Evasion as Standard Procedure

The truth is: AI did not create this error. It executed human negligence at the speed of light. A system built to cut through the "fog of war" became, instead, a high-efficiency accelerator of tragedy.
 
The US response that followed ran like a well-rehearsed script — America's "standard procedure" display of its double standard.
 
Secretary of Defense Pete Hegseth had strutted before the cameras to declare, before the bombing: "Unlike our adversary Iran, we never target civilians." After the bombing, his office passed every core question to US Central Command like a hot potato.

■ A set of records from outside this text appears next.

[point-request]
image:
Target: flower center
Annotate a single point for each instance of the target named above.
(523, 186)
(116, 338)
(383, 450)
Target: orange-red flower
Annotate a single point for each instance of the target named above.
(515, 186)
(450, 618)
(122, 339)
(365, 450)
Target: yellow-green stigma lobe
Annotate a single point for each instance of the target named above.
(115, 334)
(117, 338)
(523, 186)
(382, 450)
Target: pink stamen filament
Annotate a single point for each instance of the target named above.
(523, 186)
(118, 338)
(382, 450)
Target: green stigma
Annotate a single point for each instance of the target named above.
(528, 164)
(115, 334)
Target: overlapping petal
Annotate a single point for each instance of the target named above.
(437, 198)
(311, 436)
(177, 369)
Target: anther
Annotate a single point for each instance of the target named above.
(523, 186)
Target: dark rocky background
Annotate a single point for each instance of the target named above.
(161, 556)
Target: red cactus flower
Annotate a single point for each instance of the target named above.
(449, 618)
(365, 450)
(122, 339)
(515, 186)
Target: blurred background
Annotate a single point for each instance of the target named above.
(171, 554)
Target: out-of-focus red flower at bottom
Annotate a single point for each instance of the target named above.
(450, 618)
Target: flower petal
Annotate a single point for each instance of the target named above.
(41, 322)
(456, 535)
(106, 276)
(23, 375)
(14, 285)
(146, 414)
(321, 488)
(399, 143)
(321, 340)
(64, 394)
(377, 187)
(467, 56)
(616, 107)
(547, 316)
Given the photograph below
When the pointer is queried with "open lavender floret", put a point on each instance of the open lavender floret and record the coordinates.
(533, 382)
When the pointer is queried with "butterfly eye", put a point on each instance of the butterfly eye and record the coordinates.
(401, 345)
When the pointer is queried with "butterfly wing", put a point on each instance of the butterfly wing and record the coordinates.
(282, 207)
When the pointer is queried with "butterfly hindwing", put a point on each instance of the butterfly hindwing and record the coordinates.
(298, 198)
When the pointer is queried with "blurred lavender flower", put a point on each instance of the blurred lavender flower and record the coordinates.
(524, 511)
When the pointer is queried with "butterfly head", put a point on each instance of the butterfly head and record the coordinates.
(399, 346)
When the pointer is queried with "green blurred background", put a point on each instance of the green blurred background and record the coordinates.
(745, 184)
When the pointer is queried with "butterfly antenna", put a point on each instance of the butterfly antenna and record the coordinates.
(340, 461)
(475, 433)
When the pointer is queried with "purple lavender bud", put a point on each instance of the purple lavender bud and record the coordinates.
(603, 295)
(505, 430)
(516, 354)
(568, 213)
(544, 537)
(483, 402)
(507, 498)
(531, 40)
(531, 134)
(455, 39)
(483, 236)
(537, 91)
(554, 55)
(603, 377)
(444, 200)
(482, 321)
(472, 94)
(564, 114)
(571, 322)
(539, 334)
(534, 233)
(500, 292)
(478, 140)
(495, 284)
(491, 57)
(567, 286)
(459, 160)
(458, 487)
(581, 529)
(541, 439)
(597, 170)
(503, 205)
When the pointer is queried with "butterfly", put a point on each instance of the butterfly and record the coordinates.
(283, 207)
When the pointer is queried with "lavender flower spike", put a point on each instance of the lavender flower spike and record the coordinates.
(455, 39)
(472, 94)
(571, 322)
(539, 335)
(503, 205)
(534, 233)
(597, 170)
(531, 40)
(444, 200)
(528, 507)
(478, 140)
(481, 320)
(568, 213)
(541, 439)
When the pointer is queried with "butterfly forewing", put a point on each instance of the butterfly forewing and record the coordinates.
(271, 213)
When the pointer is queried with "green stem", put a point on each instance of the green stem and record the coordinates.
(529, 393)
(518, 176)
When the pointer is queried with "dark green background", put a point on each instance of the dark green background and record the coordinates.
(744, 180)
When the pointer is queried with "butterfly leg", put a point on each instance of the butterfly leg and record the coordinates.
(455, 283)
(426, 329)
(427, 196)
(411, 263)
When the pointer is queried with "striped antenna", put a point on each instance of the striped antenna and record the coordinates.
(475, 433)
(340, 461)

CENTCOM declined all comment, citing "an ongoing investigation."
 
Trump first bellowed: "In my opinion, based on what I've seen, that was done by Iran…" Then, as mounting evidence pointed to the US, he shrugged with a casual: "I just don’t know enough about it."
 
From flat-out denial to technical deflection, and finally to the commander-in-chief's practised ignorance — responsibility dissolved entirely. The contrast is blinding. This is the same Washington that thunders with moral certitude whenever another country is accused of "human rights abuses" or "violating international law." The script is numbingly familiar: rigor and accountability are instruments for judging others, never for examining oneself.
  
If the Roles Were Reversed

Try a thought experiment. If a US or Israeli school were bombed, killing over a hundred children, and the attacking country explained it away with "outdated maps" and "AI-recommended targets," how would the world — especially Washington — react?
  
The thunderous outrage is easy to predict. "Barbaric act!" "State terrorism!" "A blatant war crime!" The UN Security Council would convene an emergency meeting. The International Criminal Court would open an investigation. Crippling sanctions and diplomatic isolation would arrive swiftly — all in the name of justice. That is precisely what defines a double standard: two completely different faces — a magnifying glass for others' wrongs, a funhouse mirror for its own absolution.


  
Blood No Jargon Can Wash Out

The most chilling part of this tragedy is not the technical failure itself — such things are not unheard of in war. It is the cold, bureaucratic fluency of the post-crisis response. Human deaths get reduced to "delayed database updates," "AI system limitations," and "accelerated operational tempo." Burned backpacks and shattered childhood dreams are recast as mere "system errors" in the modern machinery of warfare.
  
While US missiles were slaughtering civilians on foreign soil during Ramadan — blame conveniently offloaded onto "outdated intelligence" and "AI" — Washington's legal teams were simultaneously suing AI firms for daring to impose safety restrictions on military use. That is the pinnacle of double standards: deploying the most advanced technology to commit the most primitive crimes, then hiding behind the most elaborate jargon to escape the simplest moral reckoning.
 
In the end, neither the rotting old maps, nor the gleaming new AI, nor Washington's ever-evolving vocabulary of blame, can wash the bloodstains from the rubble of that school. Those stains do not mark the failure of technology. They mark the moral collapse of an empire that lost its compass long ago.